7 shows a device by means of which the two movable holding arms 61 and 62, which carry corresponding sensing or recording means at their free end, can be displaced in the direction of the arrow 303 so that they each move into a space between two of the storage disks 31 to 3n, which was caused with a device according to FIG. 5 or 6, can be swiveled in. The two holding arms 61 and 62 are firmly connected to the spindle 304, which is mounted displaceably or rotatably in the two frame parts 305 and 306. The spindle 304 is moved in the direction of the arrow 303 by turning the cam 307. An axial movement of the spindle 304 is effected in such a way that the roller 308 rolls on the cam surface of the cam 307 and the axis 309 moves in the direction of arrow 303 according to this curve. The axle 309 is firmly connected to the bushing 310 on which the axle 304 is supported by the stop 311. The axis 309 slides in a slot of the holding device 312 so that the sleeve 310 and the axis 309 are secured against displacement. The cam disk 307, which is mounted on the axle 313, is rotated by a control device. The control process is controlled by corresponding contacts sliding on the outside of the disk 314. A pivoting movement of the movable arms 61 and 62 takes place by pivoting the crank-like arm 315. The arm 315 is secured on the spindle 304 against radial rotation by a groove and a spring, in such a way that nevertheless an axial displacement of the spindle 304 in the bore of the arm 315 is possible. The pivoting movement is also controlled by a device mentioned above.

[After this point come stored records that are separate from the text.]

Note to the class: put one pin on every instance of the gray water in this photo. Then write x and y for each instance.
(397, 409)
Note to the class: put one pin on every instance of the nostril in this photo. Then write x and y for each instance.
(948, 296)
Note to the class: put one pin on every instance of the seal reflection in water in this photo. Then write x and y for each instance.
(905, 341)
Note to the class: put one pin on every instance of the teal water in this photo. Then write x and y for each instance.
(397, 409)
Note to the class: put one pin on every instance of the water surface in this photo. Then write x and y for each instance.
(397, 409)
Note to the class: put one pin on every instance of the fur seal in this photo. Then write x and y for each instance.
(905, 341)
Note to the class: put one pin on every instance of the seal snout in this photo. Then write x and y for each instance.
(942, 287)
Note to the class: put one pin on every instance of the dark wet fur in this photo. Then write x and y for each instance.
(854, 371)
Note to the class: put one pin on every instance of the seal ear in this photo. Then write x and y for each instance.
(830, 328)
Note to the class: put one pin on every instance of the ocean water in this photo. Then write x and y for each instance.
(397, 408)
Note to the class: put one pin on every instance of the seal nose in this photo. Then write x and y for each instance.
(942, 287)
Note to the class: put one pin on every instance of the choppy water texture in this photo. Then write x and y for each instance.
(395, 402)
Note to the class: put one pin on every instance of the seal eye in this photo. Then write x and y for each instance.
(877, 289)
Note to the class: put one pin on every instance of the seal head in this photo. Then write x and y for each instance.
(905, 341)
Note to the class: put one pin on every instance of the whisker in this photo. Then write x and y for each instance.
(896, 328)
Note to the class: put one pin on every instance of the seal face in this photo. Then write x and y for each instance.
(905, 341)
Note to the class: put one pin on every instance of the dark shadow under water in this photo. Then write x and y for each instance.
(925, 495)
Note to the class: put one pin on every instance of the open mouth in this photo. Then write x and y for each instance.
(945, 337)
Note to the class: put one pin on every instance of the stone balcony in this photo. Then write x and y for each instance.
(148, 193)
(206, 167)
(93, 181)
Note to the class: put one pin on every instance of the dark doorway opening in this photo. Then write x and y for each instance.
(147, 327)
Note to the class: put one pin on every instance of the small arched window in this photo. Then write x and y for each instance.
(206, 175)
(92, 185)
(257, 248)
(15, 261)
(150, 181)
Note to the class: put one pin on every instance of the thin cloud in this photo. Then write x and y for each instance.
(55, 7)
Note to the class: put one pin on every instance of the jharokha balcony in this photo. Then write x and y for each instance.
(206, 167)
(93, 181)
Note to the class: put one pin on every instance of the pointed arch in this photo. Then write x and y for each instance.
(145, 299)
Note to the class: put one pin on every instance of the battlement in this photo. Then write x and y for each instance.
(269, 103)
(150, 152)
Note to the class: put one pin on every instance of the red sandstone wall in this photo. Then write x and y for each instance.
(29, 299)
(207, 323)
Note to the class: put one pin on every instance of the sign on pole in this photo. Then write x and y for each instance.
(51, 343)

The cam disk 307 is controlled in such a way that the roller 308 rests on one of the surfaces 316, 317 or 318 in the rest state. The position of these surfaces is chosen so that when roller 308 rests on one of them, the holding arms 61 and 62 can be pivoted into corresponding spaces between two adjacent storage disks 31 to 3n.

Claims (10)

PATENT CLAIMS: 1. Arrangement of magnetic disk storage with storage disks arranged on one or more axes, characterized in that the disks are arranged in successive groups on a jointly provided axis, with devices for moving the disks or the recording, sensing and / or erasing devices are provided in order to select a special group and to select a special disc from the group. 2. Arrangement according to claim 1, characterized in that the selection of the group and the selection of a disc in a group, one after the other or at the same time. 3. Arrangement according to Claim 1 or 2, characterized in that the disks in the axial direction are movably arranged on the axis. 4. Arrangement according to Claims 1 and 2, thereby characterized in that devices are provided which allow relative axial displacement cause between disks of a group, and that after separation of the group a relative movement is performed between sensing means and discs. 5. Arrangement according to claim 1 or one of the following, characterized in that the discs of a group have small distances from one another in the idle state and that facilities are provided are selected to be the distance between the recording surface of any Disk of the group and the surface of the adjacent disk facing it for recording to enlarge. 6. Arrangement according to claim 1 or one of the following, characterized in that that devices are provided that the slices again after each sensing process . merge automatically into a group. 7. Arrangement according to claim 1 or one the following, characterized in that the device for separating the groups stacked slices in the middle or at the edge of the slices, or on both Attacks bodies. B. Arrangement according to claim 1 or one of the following, characterized characterized in that the discs are arranged on an axis by spacers or fastening means on the axle are separated from one another. 9. Arrangement according to Claim 1 or one of the following claims, characterized in that the discs are interchangeable are connected to the drive and / or mounting devices. 10. Arrangement according to claim 1 or one of the following, characterized in that the recording surfaces are interchangeably connected to the discs. Considered publications: U.S. Patent No. 2,690,913.